Hello, dear friend, you can consult us at any time if you have any questions, add WeChat: daixieit

Population Attitudes – Clustering Lab

Numerous studies have attempted to analyze attitudes of populations, and countries which have the most content and happiest population.  Typically, the happier the population, the more productive the workforce is, the higher the investment into the community is, and the stronger the loyalty is to the country.  As such, having a happier population is a very important calculation for countries to make.
As might be expected, it is difficult to accurately calculate a countries level of happiness. A number of efforts have been made to use various drivers to draw conclusions on which countries are happiest.

The data set Clustering Lab.jmp contains this database. In general, the higher the values, the better they were perceived. The dataset contains the variables below:

Country – The name of the country

Score – The sum of Investment Potential, Diet, Freedom of Press, Recreation, Education System, Healthcare, Infrastructure Development, Currency Stability, Transportation, Political Stability

Investment Potential – Perceived attractiveness of investing into the country (0.00 – 1.00)

Diet – Perceived quality of the diet of the population (0.00 – 1.00)

Freedom of Press – Perceived freedom of press (0.00 – 1.00)

Recreation – Perceived ability to engage in recreational activities (0.00 – 1.00)

Education System – Perceived quality of education  (0.00 – 1.00)

Healthcare – Perceived accessibility to healthcare facilities  (0.00 – 1.00)

Infrastructure Development – Perceived level of infrastructure development (0.00 – 1.00)

Currency Stability – Perceived confidence in currency (0.00 – 1.00)

Transportation – Perceived accessibility to transportation (0.00 – 1.00)

Political Stability – Perceived political stability (0.00 – 1.00)

Using k-Means clustering, answer the following questions:

1. If the data set asked for respondents to explain their favorite feature of a country (e.g. mountains, beach, activities etc. etc.) would this be helpful for us to cluster the data?

2. Using a cluster model with 6 clusters, which cluster has the highest score on average? How many data points are in that cluster?

3. What are the Cluster Means of this cluster?

4. Which cluster has the highest number of data points? How many data points are in that cluster?

5. Let’s assume that we want to use the statistical best number of clusters. If we used a range of clusters (3-9), which number of clusters would be best to use?  Why?

6. 7 Cluster, 8 Cluster and 9 Cluster models all have clusters with 1 data point in them. What country is this? What does it mean when a cluster has one data point in it?

7. Do the number of clusters matter?  For example, explain in simple terms what it would mean if we used 3 clusters as opposed to 23 clusters.

For questions 8, 9, 10, 11 use hierarchical clustering (with all values except ‘Country’)

8. Compare the distance in going from a 3 cluster model to a 4 cluster model, with the distance in going from a 4 cluster model to a 5 cluster model. Based on your understanding of distance and length of the lines in the dendrogram, which model (3 clusters or 4 clusters) would be best to use?
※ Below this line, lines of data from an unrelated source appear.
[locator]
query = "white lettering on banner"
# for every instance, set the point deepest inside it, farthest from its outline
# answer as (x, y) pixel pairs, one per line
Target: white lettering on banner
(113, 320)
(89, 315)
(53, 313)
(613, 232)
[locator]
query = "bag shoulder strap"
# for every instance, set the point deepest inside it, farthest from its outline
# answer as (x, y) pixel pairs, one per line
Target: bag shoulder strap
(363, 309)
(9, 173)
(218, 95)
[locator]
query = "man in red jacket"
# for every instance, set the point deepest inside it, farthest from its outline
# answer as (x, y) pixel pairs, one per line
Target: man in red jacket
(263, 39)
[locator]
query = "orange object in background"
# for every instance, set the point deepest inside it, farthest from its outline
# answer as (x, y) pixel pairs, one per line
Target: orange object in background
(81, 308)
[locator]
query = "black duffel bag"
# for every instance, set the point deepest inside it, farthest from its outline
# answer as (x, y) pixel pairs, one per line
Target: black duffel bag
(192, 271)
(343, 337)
Why?

9. Create a model with 5 clusters. How many data points are in each cluster? What are the mean scores of each cluster?

10. Are there any areas in which the cluster with the lowest score performs better in, compared to the cluster with the highest score?

11. A data analyst suggests that if a country wants happier residents, they should invest heavily in healthcare, as this leads to a higher level of investment potential, and therefore happier residents. Do you agree?

12. An analyst suggests that the lower the number of clusters, would give us the strongest and most meaningful result, as opposed to a large number of clusters. Comment on whether this suggestion is valid, by using a 1 cluster, 15 cluster, and 152 cluster model as a basis for comparison.

13. Compare the clustering techniques discussed on this lab with the classification techniques discussed in the previous lab.

14. Compare the cluster means of the k-means clustering model with 3 clusters to the cluster means of the hierarchical clustering model with 3 clusters. Which model do you believe is more descriptive of the data?

15. Compare the cluster means of the k-means clustering model with 4 clusters to the cluster means of the hierarchical clustering model with 4 clusters. Which model do you believe is more descriptive of the data?

16. Which clustering model and number of clusters do you believe is the most descriptive of the data? Why?